Bir yandan “mağduriyetlerin giderileceği” açıklamalarıyla kamuoyu büyük beklentilere sokulurken, diğer yandan bildik beylik söylemlere devam ediliyor.
En son AKP’de kalan sınırlı sayıdaki kuruculardan eski hükûmet sözcüsü ve Meclis Başkanı, Cumhurbaşkanlığı Yüksek İstişâre Kurulu (YİK) üyesi Bülent Arınç’ın “KHK bir faciadır. Çevremde o kadar çok bu felâketi yaşayan insan var ki, ben onlara acıyorum, merhamet ediyorum. Aslında onlardan da özür diliyorum… Bütün bunları yaşıyor Türkiye, kimse savunamaz bunu” diye konuşup “OHAL Komisyonu da görevini layıkıyla yapmadı” yakınmasına gelen garip tepkiler bunun göstergesi. (31.10.19)
Öncelikle hafta başındaki “Cumhurbaşkanlığı kabinesi” toplantısının ardından Cumhurbaşkanlığı sözcüsü Kalın ‘’Bülent Bey’in açıklamaları kendi şahsi görüşleridir YİK’in görüşleri değildir” dedi.
Partisinin grup toplantısı sonrasında Cumhurbaşkanı da “Kendisini iyi bir hukukçu olduğuna göre ‘KHK facia’ ifadesi kullanmasını esefle karşıladım. Bugün zaten bir toplantımız var, bunu bugün yapacağımız toplantıda konuşacağız” ifâdesini kullandı.
MAĞDURİYETLER ÂCİLEN GİDERİLMELİ
Vakıa şu ki, Ocak 2019’da yayımlanan “2. Yılında OHAL’in Toplumsal Maliyetleri Araştırma Raporu”na göre, “KHK’larla doğrudan mağdur olanların sayısının 250 bini geçmesi, ayrıca OHAL/KHK mağdur yakınları olan ikincil mağdurların âileleriyle birlikte bir buçuk milyonu bulması” vaziyeti ele veriyor.
Ne var ki 15 Temmuz Hâdisesi’nin hemen akabinde 20 Temmuz 2016’da ilan edilenOHAL dönemindeki ihraç, gözaltı ve tutuklama furyasında, tek kelime savunmaları alınmadan, dünyanın hiçbir demokratik ülkesinde ve hukukta itibar edilmeyen sahte ihbarlarla, “gizli istihbarat jurnalleri”yle, yargısız sorgusuz - sualsiz yüz binlerce vatandaşın OHAL KHK’larıyla “mensubiyet, iltisak ve irtibat” garabetiyle kamudan ve özel sektörden atılmasıyla açığa çıkan haksızlıklara karşı “iktidara ilişik medya” yorumcuları yüksünmeden hâlâ “hukukî yollar açık” diyorlar.

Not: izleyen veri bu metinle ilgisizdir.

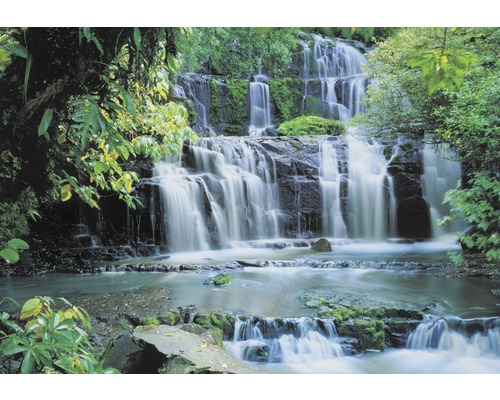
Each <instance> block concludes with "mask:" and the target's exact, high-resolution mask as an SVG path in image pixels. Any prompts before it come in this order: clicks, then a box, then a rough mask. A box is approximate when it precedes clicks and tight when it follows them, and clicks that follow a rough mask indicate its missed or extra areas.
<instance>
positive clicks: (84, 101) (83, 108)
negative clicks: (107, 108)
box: [71, 96, 106, 149]
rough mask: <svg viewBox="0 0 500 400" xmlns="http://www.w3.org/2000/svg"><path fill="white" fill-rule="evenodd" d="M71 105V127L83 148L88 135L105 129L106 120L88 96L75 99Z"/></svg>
mask: <svg viewBox="0 0 500 400" xmlns="http://www.w3.org/2000/svg"><path fill="white" fill-rule="evenodd" d="M72 106H73V107H74V108H75V111H74V112H73V114H71V120H72V121H73V123H72V124H71V128H72V129H73V130H74V132H75V135H77V136H80V138H81V147H82V149H85V148H86V147H87V141H88V138H89V137H91V136H95V135H97V134H98V133H99V132H100V131H101V130H105V129H106V120H105V119H104V117H103V115H102V114H101V108H100V107H99V106H98V105H97V103H96V102H95V100H94V99H92V98H91V97H90V96H89V97H84V98H82V99H78V100H75V101H74V102H73V104H72Z"/></svg>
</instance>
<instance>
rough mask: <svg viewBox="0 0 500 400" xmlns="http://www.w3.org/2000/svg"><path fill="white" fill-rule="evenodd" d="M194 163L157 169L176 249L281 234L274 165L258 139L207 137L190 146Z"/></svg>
mask: <svg viewBox="0 0 500 400" xmlns="http://www.w3.org/2000/svg"><path fill="white" fill-rule="evenodd" d="M189 158H190V159H191V160H192V165H191V166H190V168H187V167H185V166H181V165H180V164H179V162H171V161H165V162H162V163H159V164H158V166H157V167H156V168H155V176H156V179H158V180H159V184H160V187H161V192H162V198H163V207H164V214H163V215H164V226H165V232H166V236H167V238H166V239H167V240H166V241H167V245H168V247H169V248H170V250H171V251H190V250H207V249H209V248H216V247H220V246H222V247H227V246H228V245H229V244H230V243H231V242H235V241H236V242H237V241H242V240H250V239H265V238H276V237H278V236H280V234H281V223H280V218H279V198H278V190H277V182H276V173H275V167H274V165H273V163H272V162H270V161H268V160H267V159H266V156H265V151H264V150H263V148H261V147H260V146H259V145H258V144H257V143H253V142H251V141H247V140H238V139H232V140H224V139H206V140H204V141H202V142H201V144H200V146H191V147H190V157H189Z"/></svg>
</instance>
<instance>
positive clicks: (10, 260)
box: [0, 247, 19, 264]
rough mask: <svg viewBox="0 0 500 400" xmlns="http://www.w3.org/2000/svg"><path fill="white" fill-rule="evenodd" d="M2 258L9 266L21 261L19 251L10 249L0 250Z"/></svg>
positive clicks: (6, 248) (9, 248) (9, 247)
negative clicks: (7, 263) (10, 264)
mask: <svg viewBox="0 0 500 400" xmlns="http://www.w3.org/2000/svg"><path fill="white" fill-rule="evenodd" d="M0 256H1V257H3V259H4V260H5V261H7V263H9V264H14V263H16V262H18V261H19V253H18V252H17V250H15V249H12V248H10V247H8V248H5V249H2V250H0Z"/></svg>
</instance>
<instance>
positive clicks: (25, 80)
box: [23, 54, 33, 102]
mask: <svg viewBox="0 0 500 400" xmlns="http://www.w3.org/2000/svg"><path fill="white" fill-rule="evenodd" d="M32 64H33V57H32V56H31V54H30V55H28V57H27V59H26V69H25V70H24V84H23V98H24V101H25V102H26V100H27V99H28V81H29V79H30V73H31V65H32Z"/></svg>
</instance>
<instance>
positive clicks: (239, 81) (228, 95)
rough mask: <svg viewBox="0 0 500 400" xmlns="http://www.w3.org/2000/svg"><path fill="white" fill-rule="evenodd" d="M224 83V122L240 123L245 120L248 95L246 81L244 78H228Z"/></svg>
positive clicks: (246, 115) (246, 82) (235, 124)
mask: <svg viewBox="0 0 500 400" xmlns="http://www.w3.org/2000/svg"><path fill="white" fill-rule="evenodd" d="M226 84H227V100H226V122H227V123H228V124H235V125H241V124H242V123H245V122H246V120H247V113H246V111H245V109H246V104H247V96H248V81H246V80H244V79H228V80H227V82H226Z"/></svg>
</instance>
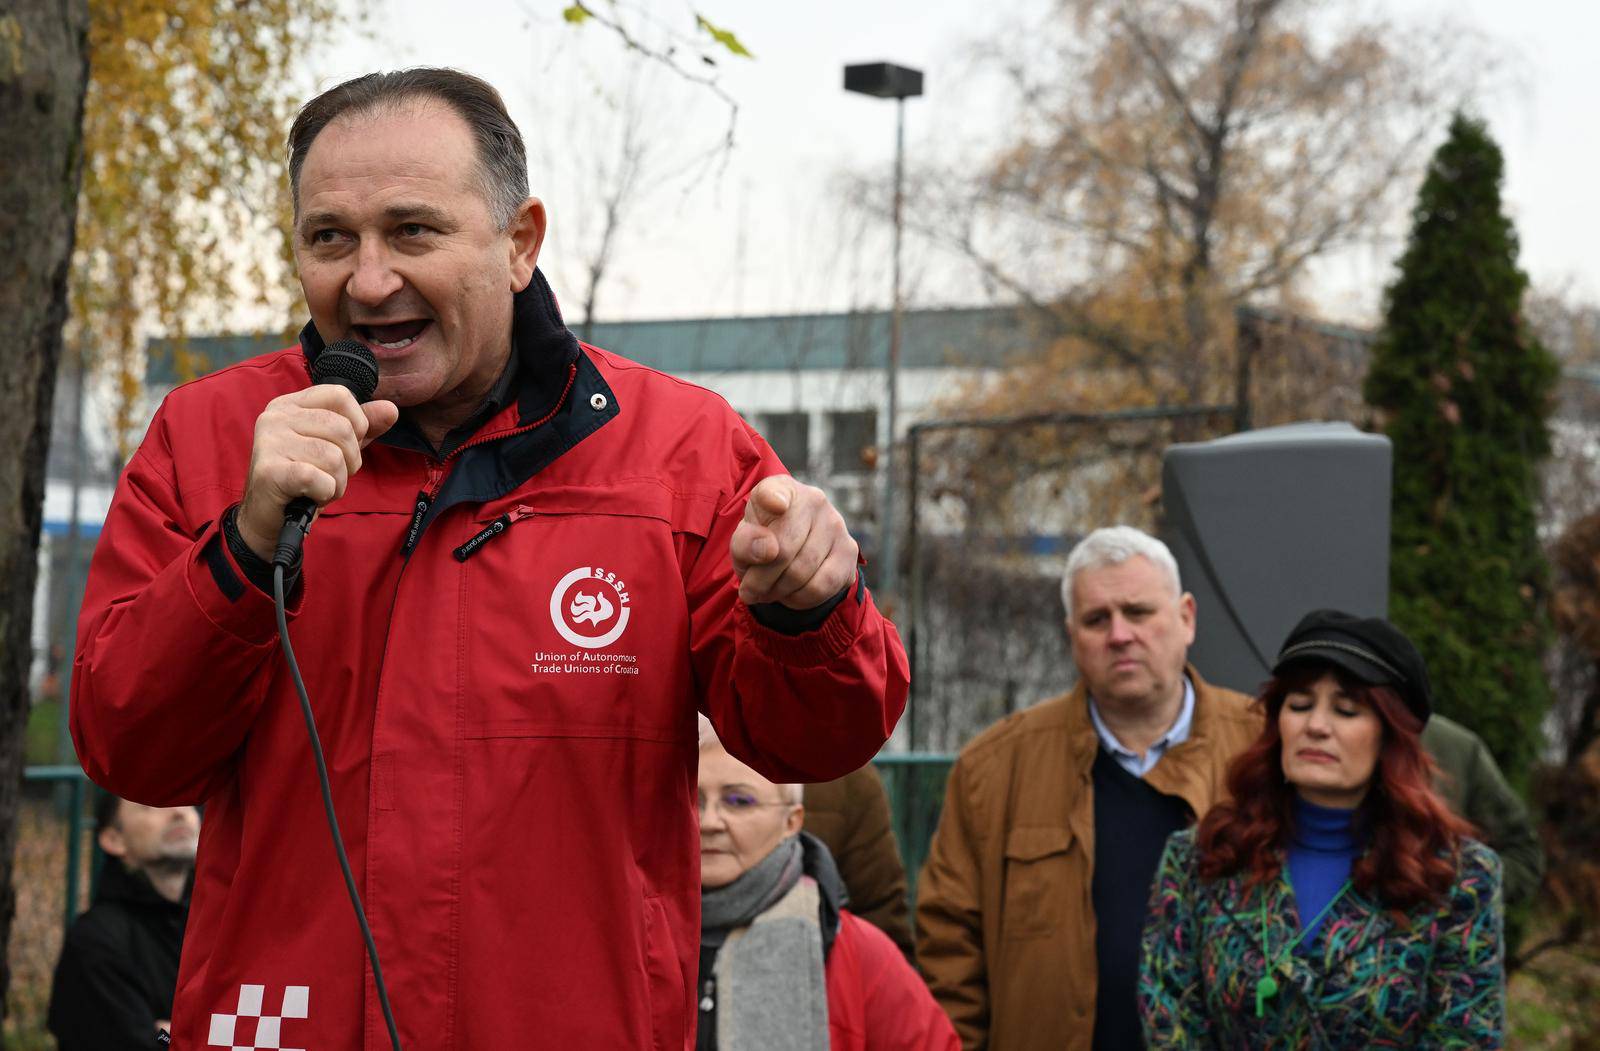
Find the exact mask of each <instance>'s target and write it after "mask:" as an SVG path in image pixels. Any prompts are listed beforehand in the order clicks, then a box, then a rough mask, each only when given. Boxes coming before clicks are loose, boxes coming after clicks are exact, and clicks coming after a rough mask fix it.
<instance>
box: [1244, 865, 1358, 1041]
mask: <svg viewBox="0 0 1600 1051" xmlns="http://www.w3.org/2000/svg"><path fill="white" fill-rule="evenodd" d="M1347 889H1350V881H1349V880H1346V881H1344V883H1342V885H1339V891H1338V893H1336V894H1334V896H1333V897H1330V899H1328V904H1326V905H1323V907H1322V912H1318V913H1317V917H1315V918H1314V920H1312V921H1310V923H1307V925H1306V926H1304V928H1301V933H1299V934H1298V936H1296V937H1294V941H1291V942H1290V944H1288V945H1285V947H1283V950H1282V952H1278V957H1277V958H1275V960H1274V958H1272V957H1269V955H1267V888H1266V886H1262V888H1261V904H1259V905H1258V912H1259V913H1261V961H1262V966H1264V971H1262V974H1261V981H1258V982H1256V1017H1266V1014H1267V1000H1270V998H1272V997H1277V995H1278V982H1277V979H1275V977H1272V973H1274V971H1277V969H1278V968H1280V966H1283V961H1285V960H1288V958H1290V953H1293V952H1294V950H1296V949H1298V947H1299V944H1301V942H1302V941H1306V934H1309V933H1310V931H1315V929H1317V925H1320V923H1322V921H1323V920H1326V918H1328V913H1330V912H1333V907H1334V905H1338V904H1339V899H1341V897H1344V893H1346V891H1347Z"/></svg>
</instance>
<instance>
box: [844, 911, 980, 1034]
mask: <svg viewBox="0 0 1600 1051" xmlns="http://www.w3.org/2000/svg"><path fill="white" fill-rule="evenodd" d="M826 979H827V1037H829V1040H827V1043H829V1051H960V1048H962V1041H960V1038H958V1037H957V1035H955V1027H954V1025H950V1019H947V1017H946V1016H944V1011H941V1009H939V1005H938V1003H934V1000H933V993H930V992H928V987H926V985H923V984H922V977H920V976H918V974H917V971H915V969H912V966H910V965H909V963H906V957H904V955H902V953H901V950H899V949H898V947H896V945H894V942H891V941H890V936H888V934H885V933H883V931H880V929H878V928H875V926H872V925H870V923H867V921H866V920H861V918H859V917H856V915H851V913H850V912H840V913H838V936H837V937H835V939H834V950H832V952H830V953H829V955H827V973H826Z"/></svg>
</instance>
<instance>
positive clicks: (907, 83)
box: [845, 62, 922, 598]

Ekim ayı raporunda 126 bin 200 başvurudan 92 binini sonuçlandırıp ancak 8 bin 100 başvuruyu kabul etmesiyle yine “dağ fare doğurdu” dedirten OHAL Komisyonu “OHAL uygulamalarının titizlikle incelendiği ve hukukî mekanizmaların işlediği” iddia ediyor. (gazeteler, 25.1019)
Oysa haklarında hiçbir ceza davası açılmayan, tâkipsizlik kararı verilen ya da beraat eden OHAL mağdurlarının haklarının bir an önce iâde edilmesi, hukuka uygun bir soruşturma olmaksızın OHAL KHK’larıyla işinden atılan binlerce kişinin yaşadığı ağır mağduriyetlerin âcilen giderilmesi gerekiyor.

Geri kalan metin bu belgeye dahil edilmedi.